O reitor da Ufac, Josimar Ferreira, reuniu-se com membros da comissão responsável pela proposta de criação do curso de Farmácia. O encontro ocorreu nesta segunda-feira, 31, na sala de reuniões da Reitoria, visando consolidar o Projeto Político-Pedagógico da nova graduação, além de homenagear, com a entrega, pela Federação Nacional dos Farmacêuticos (Fenafar), de Menção Honrosa ao reitor e a pessoas cujo empenho culminou na abertura do curso.

A iniciativa faz parte do programa Universidades Transformadoras, pactuada com o Ministério da Educação (MEC). O curso prevê a oferta de 50 vagas para estudantes e liberação de 11 códigos de vagas para professores. A aula inaugural e início das atividades acadêmicas estão previstos entre 2028 e 2029.

“Esse é um curso que se assenta fortemente na demanda de conhecer os bioativos da floresta amazônica e transformar esse conhecimento em riqueza, patentes, inovação e qualidade de vida para a sociedade”, disse Josimar Ferreira. Além disso, ele ressaltou a necessidade de conectar o novo curso às estruturas já consolidadas da Ufac, otimizando disciplinas e espaços curriculares em conjunto com as áreas de saúde e química.

A presidente da comissão de criação do curso, Andréia Andrade, lembrou que o projeto começou em 2011. “Hoje nos reunimos com a perspectiva de viabilizar a abertura do curso diante do que já temos na instituição.

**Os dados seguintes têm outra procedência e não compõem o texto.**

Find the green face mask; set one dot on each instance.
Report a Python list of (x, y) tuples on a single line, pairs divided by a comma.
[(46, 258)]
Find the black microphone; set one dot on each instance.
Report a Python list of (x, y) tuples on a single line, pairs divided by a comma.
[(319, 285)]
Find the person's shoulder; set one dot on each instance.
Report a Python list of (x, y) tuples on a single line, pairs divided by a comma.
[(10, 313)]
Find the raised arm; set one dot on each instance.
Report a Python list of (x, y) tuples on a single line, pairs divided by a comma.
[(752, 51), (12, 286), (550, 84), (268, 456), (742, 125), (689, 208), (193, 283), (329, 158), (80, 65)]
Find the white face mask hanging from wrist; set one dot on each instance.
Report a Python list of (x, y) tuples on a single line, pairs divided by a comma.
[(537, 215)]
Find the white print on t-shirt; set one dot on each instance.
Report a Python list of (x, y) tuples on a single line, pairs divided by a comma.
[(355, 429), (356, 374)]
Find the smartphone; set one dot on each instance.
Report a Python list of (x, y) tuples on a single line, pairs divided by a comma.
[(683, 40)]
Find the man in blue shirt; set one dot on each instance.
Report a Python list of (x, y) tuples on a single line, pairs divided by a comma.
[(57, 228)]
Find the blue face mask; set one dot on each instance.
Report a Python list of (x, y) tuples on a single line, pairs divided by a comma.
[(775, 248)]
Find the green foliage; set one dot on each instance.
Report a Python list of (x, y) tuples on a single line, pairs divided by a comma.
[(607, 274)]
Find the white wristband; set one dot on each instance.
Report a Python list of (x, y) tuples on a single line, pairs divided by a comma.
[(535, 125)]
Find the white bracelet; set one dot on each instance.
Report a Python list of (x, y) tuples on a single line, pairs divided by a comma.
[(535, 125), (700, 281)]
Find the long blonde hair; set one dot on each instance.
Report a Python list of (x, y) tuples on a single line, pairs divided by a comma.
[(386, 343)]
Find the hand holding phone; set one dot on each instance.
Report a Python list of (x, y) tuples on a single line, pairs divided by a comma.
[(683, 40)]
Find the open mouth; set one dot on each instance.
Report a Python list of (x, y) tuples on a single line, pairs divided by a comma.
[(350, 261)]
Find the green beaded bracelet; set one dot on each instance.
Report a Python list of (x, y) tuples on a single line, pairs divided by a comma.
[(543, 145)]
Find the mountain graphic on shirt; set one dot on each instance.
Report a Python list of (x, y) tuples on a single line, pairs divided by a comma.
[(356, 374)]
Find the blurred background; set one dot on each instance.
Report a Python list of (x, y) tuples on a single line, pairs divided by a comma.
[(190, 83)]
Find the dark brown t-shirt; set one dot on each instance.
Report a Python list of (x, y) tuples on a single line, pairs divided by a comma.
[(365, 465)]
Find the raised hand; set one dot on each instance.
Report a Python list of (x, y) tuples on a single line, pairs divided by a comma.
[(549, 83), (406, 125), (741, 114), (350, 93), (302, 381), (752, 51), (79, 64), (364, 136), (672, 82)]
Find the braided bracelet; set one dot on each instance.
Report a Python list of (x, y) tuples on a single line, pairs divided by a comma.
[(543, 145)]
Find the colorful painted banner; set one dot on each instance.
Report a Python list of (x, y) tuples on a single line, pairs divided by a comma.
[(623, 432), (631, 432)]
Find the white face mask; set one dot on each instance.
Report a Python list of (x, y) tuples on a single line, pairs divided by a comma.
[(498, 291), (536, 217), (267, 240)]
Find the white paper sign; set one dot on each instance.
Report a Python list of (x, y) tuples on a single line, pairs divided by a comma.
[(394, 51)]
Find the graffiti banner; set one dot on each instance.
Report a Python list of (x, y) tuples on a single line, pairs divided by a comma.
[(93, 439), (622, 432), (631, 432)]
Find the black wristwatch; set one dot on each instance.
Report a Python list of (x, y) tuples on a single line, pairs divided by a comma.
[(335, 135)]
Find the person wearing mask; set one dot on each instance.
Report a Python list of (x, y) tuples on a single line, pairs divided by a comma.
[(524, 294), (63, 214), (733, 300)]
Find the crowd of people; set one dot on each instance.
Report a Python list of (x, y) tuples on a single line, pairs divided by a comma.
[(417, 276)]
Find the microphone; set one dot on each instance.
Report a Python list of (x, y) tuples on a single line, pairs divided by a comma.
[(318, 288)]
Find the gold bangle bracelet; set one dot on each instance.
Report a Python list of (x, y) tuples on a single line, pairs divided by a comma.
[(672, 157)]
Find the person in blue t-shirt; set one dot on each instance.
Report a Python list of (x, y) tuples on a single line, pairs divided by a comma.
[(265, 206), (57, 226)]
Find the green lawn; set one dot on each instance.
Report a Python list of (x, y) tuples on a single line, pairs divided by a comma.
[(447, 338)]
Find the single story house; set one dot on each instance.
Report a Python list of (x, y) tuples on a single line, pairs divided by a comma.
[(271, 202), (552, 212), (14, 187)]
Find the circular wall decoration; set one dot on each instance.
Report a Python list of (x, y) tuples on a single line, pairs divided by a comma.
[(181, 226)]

Nosso objetivo é ofertar uma formação generalista, com investimento otimizado na estrutura existente e com forte inserção na pesquisa e extensão, aproveitando a nossa biodiversidade e criando caminho para futuros programas de pós-graduação.”

Também participaram da reunião representantes externos da categoria profissional, como a ex-conselheira federal, membro da comissão e diretora de Relações Institucionais da Fenafar, Isabela de Oliveira Sobrinho. “Acompanhei a busca por esse projeto pedagógico desde o início e ver essa etapa final é um avanço enorme”, pontuou. “É um trabalho a muitas mãos para trazer o melhor para a Ufac. Trata-se de um curso de grande magnitude, focado em tecnologias de medicamentos e em pesquisas com nossas plantas nativas para gerar qualidade de vida à população.”